Lecture 04 - Mysteries in Comp Arch and Basics

Lecture Minutes

  • 04:30 Another mystery is Memory Performance Attacks

  • 10:00 throughput computing is mentioned.

  • 10:55 We want N time the system performance with N times the cores. (super linear scaling)

  • 12:00 [mutlu2007memory] is mentioned. They run MATLAB and GCC on different cores and measured slow down comparing standalone runs. MATLAB slows down 7% if GCC is running. But GCC slows down 204% if MATLAB runs on the other core. MATLAB somewhat slows down GCC. Even if in OS MATLAB is set to low priority and GCC is set to high priority, results don’t change. The problem is not related with OS priorities. MATLAB “hogs” memory.

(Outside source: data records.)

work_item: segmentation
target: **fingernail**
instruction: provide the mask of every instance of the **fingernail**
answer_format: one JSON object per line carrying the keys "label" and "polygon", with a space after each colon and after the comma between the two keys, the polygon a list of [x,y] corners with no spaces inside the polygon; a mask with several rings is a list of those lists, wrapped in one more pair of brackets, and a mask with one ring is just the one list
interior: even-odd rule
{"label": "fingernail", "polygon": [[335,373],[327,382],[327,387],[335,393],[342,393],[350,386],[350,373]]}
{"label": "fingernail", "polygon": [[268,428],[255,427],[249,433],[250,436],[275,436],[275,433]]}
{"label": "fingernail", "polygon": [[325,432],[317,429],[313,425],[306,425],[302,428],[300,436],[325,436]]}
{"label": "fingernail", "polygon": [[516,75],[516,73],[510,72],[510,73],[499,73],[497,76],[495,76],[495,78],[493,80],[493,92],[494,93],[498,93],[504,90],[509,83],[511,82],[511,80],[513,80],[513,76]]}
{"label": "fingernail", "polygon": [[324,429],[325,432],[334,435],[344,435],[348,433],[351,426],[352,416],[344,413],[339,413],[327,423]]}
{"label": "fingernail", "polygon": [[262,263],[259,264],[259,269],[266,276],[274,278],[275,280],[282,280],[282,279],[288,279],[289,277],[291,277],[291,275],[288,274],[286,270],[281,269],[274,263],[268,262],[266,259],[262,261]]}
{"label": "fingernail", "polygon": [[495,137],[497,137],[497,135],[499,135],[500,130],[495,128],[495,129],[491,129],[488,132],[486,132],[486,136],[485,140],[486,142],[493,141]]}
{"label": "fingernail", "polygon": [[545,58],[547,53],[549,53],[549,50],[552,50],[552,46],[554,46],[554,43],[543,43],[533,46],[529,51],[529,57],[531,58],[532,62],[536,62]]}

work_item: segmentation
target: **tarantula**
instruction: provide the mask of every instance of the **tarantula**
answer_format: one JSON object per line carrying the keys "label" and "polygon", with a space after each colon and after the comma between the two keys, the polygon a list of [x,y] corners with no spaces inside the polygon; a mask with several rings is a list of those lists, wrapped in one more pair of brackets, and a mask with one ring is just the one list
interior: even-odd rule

In a fair system, this isn’t expected. This is neither fair nor controllable system.

  • 17:00 If you don’t “cross layers”, you can’t understand the issue.

  • 18:30 This is important because multi-core computing is everywhere: cloud, mobile, etc. Also there are different applications with different QoS requirements: video processing, pedestrian detection, etc.

  • 20:00 Although each core has different cache, DRAM memory controller is shared between cores. It looks like memory controller prioritize request of MATLAB.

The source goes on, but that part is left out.